When you stare long enough at the text...

Nina Arsenault
Nina Arsenault




...the text stares back. — This is not yet n/a that will come later. Now it's just tease, no application, no answer.

I just found something, a gestation period and a parallel. & this is all put here because of a little bell ringing in the meat of my head. 
Salome, Ree & Nietzsche
As one of her admirers put it, 'Lou would form a passionate attachment to a man and nine months later the man gave birth to a book!' The first of these literary births was Nietzsche's; exactly nine months after meeting Lou Salomé, he produced part I of Thus Spoke Zarathustra.*
In mid-January of this year, I found something — someone fascinating — and an idea appeared, mine — an idea spawning many connected ideas in all directions —  and at a tangent, and to begin, they were liquid, barely yet approaching any solidity.
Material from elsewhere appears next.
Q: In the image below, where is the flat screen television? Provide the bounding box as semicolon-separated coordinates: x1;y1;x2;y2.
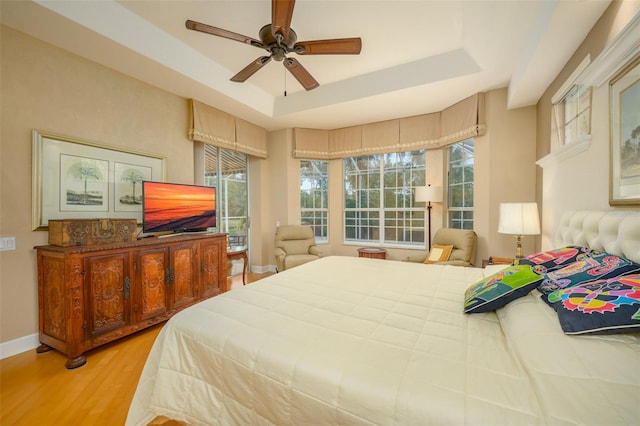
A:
142;181;216;234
Nine months later (14 Sept, 2012) I had this "vision" (not to be shared here) that rebounded upon that idea, since much grown and now kicking.

Pace Nietzsche's thoughts about artists as mothers, creativity as feminine, etc & this found passage's positing of Lou Andreas-Salomé as the father of Thus Spoke Zarathustra, I'm taken with the thought that I've discovered the paternity of Rock Paper Scissor.



*Neitzsche on Gender: Beyond Man and Woman by Frances Nesbitt Oppel, p.121.